I’m sure you were told growing up that you shouldn’t cry “Oh God!” or “Jesus!” when you hit your thumb with a hammer. But I don’t think God will punish us for that.
I think it’s hypocrisy that irks God, not profanity.
I believe in God. And I believe the Bible is a holy document. But I suspect the people who proclaim their religious beliefs most loudly are often the ones most in danger of incurring God’s wrath.

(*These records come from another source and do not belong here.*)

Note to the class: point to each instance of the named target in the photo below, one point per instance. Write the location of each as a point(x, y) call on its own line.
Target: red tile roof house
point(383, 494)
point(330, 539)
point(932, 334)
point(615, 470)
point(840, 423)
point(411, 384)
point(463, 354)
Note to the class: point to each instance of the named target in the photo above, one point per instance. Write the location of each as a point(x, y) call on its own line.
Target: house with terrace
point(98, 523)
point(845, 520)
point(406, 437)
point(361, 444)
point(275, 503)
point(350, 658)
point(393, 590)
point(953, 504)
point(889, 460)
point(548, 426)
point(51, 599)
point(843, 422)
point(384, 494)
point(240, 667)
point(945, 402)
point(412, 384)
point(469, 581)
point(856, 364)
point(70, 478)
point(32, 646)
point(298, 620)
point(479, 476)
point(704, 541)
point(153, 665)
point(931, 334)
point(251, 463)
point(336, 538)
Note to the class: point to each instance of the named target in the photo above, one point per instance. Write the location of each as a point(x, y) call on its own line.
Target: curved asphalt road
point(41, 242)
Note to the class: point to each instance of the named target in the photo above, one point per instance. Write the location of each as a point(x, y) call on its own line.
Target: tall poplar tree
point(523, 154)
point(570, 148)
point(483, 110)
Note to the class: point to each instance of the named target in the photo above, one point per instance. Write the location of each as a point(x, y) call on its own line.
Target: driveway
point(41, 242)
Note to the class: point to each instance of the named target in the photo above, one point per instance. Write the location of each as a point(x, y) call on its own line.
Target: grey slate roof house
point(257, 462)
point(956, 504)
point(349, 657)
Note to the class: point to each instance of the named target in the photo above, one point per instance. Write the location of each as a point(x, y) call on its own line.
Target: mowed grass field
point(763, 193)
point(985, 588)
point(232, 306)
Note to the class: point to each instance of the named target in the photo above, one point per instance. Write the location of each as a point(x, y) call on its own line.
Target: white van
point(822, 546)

So, it was with interest that I read a piece by Truthdig’s Chris Hedges today in which he warns that fundamentalism puts America at risk. I don’t agree with everything Hedges says, but some of his arguments resonated with me. Here’s a paragraph with which I identify:
The battle under way in America is not between religion and science. It is not between those who embrace the rational and those who believe in biblical myth. It is not between Western civilization and Islam. The blustering televangelists and the New Atheists, the television pundits and our vaunted Middle East specialists and experts, are all part of our vast, simplistic culture of mindless entertainment. They are in show business. They cannot afford complexity. Religion and science, facts and lies, truth and fiction, are the least of their concerns. They trade insults and clichés like cartoon characters. They don masks. One wears the mask of religion. One wears the mask of science. One wears the mask of journalism. One wears the mask of the terrorism expert. They jab back and forth in predictable sound bites. It is a sterile and useless debate between bizarre subsets of American culture. Some use the scientific theory of evolution to explain the behavior and rules for complex social and political systems, and others insist that the six-day creation story in Genesis is a factual account. The danger we face is not in the quarrel between religion advocates and evolution advocates, but in the widespread mental habit of fundamentalism itself.

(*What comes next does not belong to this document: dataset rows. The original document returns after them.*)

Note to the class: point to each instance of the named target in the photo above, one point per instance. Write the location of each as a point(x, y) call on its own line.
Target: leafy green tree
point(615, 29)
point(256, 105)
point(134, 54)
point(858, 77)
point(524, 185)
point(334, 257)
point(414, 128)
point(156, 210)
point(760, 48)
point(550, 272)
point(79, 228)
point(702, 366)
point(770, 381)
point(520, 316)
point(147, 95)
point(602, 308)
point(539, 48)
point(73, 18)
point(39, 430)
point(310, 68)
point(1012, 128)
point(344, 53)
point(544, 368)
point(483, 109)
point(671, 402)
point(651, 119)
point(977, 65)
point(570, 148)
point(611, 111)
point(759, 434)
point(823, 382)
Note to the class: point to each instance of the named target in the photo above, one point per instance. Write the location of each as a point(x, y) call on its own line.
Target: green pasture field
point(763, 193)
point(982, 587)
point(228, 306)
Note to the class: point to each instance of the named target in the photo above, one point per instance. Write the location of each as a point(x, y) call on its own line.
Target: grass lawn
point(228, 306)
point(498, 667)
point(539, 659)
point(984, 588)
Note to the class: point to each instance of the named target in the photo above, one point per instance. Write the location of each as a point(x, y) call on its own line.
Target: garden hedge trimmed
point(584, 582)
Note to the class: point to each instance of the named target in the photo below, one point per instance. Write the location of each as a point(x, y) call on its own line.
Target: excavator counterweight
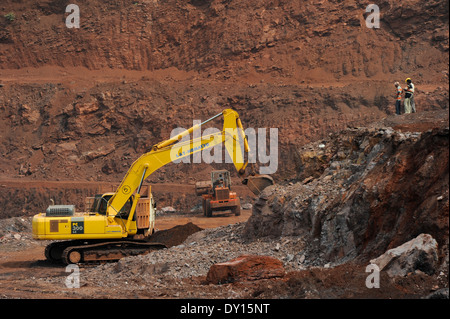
point(119, 224)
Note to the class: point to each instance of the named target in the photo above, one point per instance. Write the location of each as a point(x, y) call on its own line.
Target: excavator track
point(78, 251)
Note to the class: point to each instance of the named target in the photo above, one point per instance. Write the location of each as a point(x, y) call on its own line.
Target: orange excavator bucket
point(258, 183)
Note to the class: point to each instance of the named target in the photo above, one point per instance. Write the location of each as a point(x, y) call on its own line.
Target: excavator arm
point(172, 149)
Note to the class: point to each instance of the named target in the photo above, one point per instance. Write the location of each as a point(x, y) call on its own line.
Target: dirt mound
point(175, 235)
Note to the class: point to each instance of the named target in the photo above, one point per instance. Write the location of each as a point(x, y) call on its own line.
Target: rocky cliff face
point(361, 192)
point(304, 40)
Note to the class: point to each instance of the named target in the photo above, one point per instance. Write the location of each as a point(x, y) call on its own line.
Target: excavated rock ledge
point(360, 193)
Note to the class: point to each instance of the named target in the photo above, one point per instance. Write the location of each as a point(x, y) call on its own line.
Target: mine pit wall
point(26, 198)
point(398, 190)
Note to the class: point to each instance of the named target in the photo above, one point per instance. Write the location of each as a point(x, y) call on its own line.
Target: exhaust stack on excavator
point(118, 224)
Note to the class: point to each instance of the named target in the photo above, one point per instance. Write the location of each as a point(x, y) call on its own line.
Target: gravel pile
point(195, 256)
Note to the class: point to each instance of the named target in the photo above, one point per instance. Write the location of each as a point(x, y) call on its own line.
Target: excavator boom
point(167, 151)
point(122, 221)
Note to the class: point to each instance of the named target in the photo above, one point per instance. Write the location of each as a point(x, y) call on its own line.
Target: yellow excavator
point(121, 223)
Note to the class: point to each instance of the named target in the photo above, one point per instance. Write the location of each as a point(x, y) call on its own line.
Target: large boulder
point(420, 253)
point(244, 268)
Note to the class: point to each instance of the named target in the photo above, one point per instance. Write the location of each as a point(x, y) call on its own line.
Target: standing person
point(398, 100)
point(410, 106)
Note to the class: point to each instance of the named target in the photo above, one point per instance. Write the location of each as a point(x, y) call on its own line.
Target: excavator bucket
point(258, 183)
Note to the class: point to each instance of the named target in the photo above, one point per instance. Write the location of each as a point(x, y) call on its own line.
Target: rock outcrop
point(377, 189)
point(420, 253)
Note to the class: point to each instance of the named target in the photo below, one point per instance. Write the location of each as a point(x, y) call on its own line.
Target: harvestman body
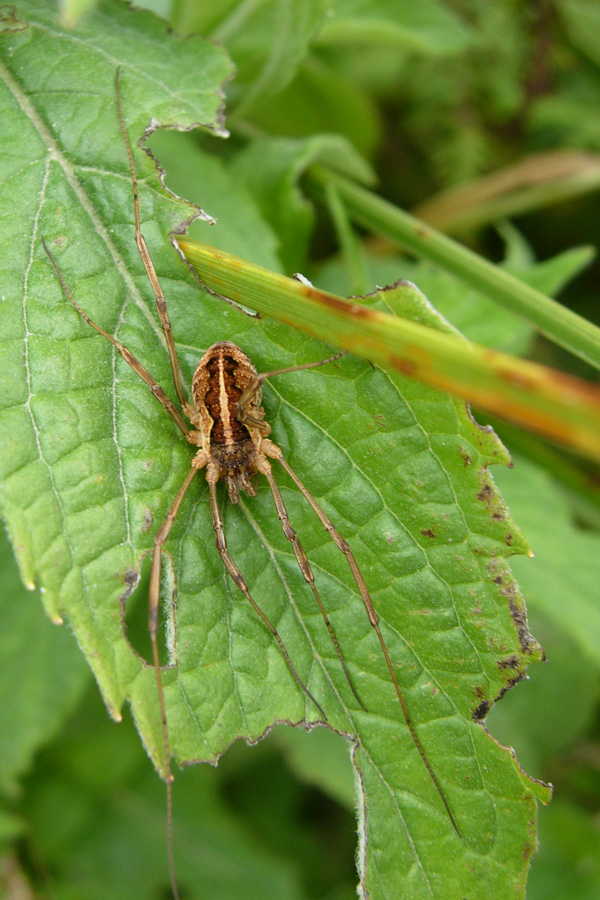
point(231, 434)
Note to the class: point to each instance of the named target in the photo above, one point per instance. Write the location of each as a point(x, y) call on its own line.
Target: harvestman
point(230, 432)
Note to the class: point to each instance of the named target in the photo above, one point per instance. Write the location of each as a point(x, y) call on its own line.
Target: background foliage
point(433, 95)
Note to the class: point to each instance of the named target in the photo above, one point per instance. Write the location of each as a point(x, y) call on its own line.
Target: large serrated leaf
point(89, 464)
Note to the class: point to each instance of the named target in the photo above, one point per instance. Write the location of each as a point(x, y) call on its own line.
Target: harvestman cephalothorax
point(229, 430)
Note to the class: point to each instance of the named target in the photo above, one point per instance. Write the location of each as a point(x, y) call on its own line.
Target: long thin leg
point(161, 305)
point(307, 573)
point(129, 358)
point(257, 380)
point(153, 608)
point(272, 450)
point(241, 584)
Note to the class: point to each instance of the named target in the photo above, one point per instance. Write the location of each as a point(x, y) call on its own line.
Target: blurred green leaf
point(90, 463)
point(427, 26)
point(562, 580)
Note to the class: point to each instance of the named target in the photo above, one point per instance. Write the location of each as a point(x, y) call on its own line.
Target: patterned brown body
point(230, 433)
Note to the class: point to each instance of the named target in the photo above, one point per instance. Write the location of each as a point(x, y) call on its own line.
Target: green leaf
point(563, 581)
point(474, 314)
point(428, 26)
point(267, 40)
point(271, 169)
point(89, 464)
point(43, 673)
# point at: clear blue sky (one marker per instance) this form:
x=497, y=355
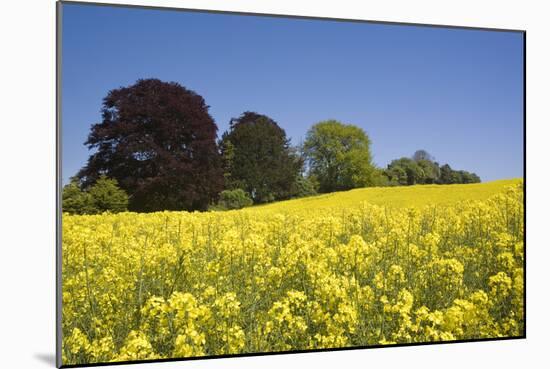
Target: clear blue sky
x=456, y=93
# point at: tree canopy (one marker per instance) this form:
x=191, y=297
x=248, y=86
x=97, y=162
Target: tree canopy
x=158, y=141
x=102, y=196
x=422, y=169
x=258, y=158
x=338, y=156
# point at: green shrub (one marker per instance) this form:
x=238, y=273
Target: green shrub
x=76, y=201
x=234, y=199
x=107, y=196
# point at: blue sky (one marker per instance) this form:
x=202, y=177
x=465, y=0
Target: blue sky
x=456, y=93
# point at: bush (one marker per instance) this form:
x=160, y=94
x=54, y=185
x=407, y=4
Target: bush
x=304, y=186
x=76, y=201
x=234, y=199
x=104, y=195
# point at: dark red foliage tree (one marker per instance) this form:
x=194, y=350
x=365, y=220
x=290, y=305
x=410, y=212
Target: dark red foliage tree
x=158, y=141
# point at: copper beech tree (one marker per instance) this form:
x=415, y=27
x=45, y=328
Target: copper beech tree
x=158, y=140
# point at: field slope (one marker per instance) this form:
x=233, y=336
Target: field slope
x=434, y=263
x=397, y=197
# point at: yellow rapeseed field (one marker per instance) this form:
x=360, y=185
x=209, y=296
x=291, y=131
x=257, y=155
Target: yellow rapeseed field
x=363, y=267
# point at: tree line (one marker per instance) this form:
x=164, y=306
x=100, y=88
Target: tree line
x=156, y=148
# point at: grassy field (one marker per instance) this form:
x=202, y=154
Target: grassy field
x=363, y=267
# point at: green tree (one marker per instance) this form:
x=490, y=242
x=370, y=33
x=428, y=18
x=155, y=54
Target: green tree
x=339, y=156
x=234, y=199
x=430, y=171
x=107, y=196
x=304, y=186
x=258, y=158
x=76, y=201
x=405, y=171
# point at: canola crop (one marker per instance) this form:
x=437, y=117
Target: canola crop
x=321, y=272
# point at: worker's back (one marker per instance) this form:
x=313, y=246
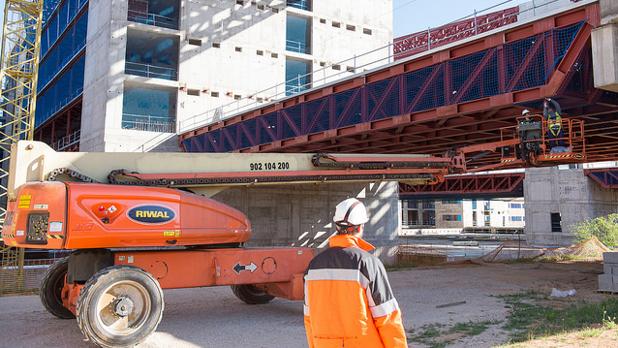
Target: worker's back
x=348, y=300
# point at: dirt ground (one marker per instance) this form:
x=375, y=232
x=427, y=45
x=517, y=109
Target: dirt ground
x=215, y=318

I believe it is a sin to use God’s name to justify our prejudices and promote our self-interest.
I believe it is a sin to turn religion into show business.
And as long as Americans abandon the narrow path of truth seeking and reflection in favor of the broad and easy way of emotional venting and simplistic shibboleths, the country cannot thrive.
With God’s help, American fundamentalism might not trigger the kind of bloodbath that has left Norway in mourning, but it constantly frustrates attempts at rational debate, precipitates political crises, and leaves the martyred bodies of abortion doctors, politicians and innocent bystanders in its wake.